Nlrx1 agit comme un inhibiteur endogène de la sclérose en plaques


Gharagozloo Marjan

Université de Sherbrooke


Domaine : Maladies infectieuses et immunitaires

Programme : Formation de doctorat

Concours 2017-2018


Société canadienne de la sclérose en plaques

The immune system is a rich network of cells, tissues, and organs that helps to protect the body from bacteria, viruses, fungal infections, and parasites. Also, it is responsible for clearance of various products of metabolism and maintenance of homeostasis. The regulation of immune response is a key factor in many diseases including autoimmune diseases that arise from an abnormal immune response against body's own tissues. Multiple sclerosis (MS) is an autoimmune disease when different cell of central nervous system are attacked by activated immune cells including T cells. T cells recognize proteins in the myelin sheath that covers long projection of nerve cells (called axon), thus impeding axonal conductance. T cells that react to myelin are also present in a healthy individual; however, their activity is tightly regulated by endogenous inhibitory mechanisms that prevent T cell activation against myelin.

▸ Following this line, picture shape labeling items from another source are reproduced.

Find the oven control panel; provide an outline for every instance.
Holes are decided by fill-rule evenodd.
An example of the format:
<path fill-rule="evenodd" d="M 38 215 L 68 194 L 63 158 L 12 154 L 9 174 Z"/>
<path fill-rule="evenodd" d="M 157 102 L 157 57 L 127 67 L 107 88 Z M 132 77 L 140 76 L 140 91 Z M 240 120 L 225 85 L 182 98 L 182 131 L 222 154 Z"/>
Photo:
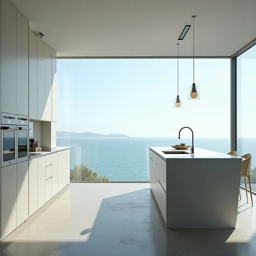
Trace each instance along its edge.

One of those endogenous molecules that control inflammation is Nlrx1, which is found in immune cells including T cells and macrophages. Previously, we showed that Nlrx1 inhibits the progress of MS, however it is still unknown if Nlrx1 can prevent the initiation of MS.  To answer this question, we will use mice that do not have Nlrx1 and genetically engineered to have many T cells that can attack myelin. Our preliminary data showed that these mice develop MS symptoms spontaneously. We will use this mouse model to study mechanisms of Nlrx1-dependent protection in MS. Furthermore we will evaluate expression of Nlrx1 in MS patients. Findings of this research may have a significant impact on developing novel therapeutics to prevent MS.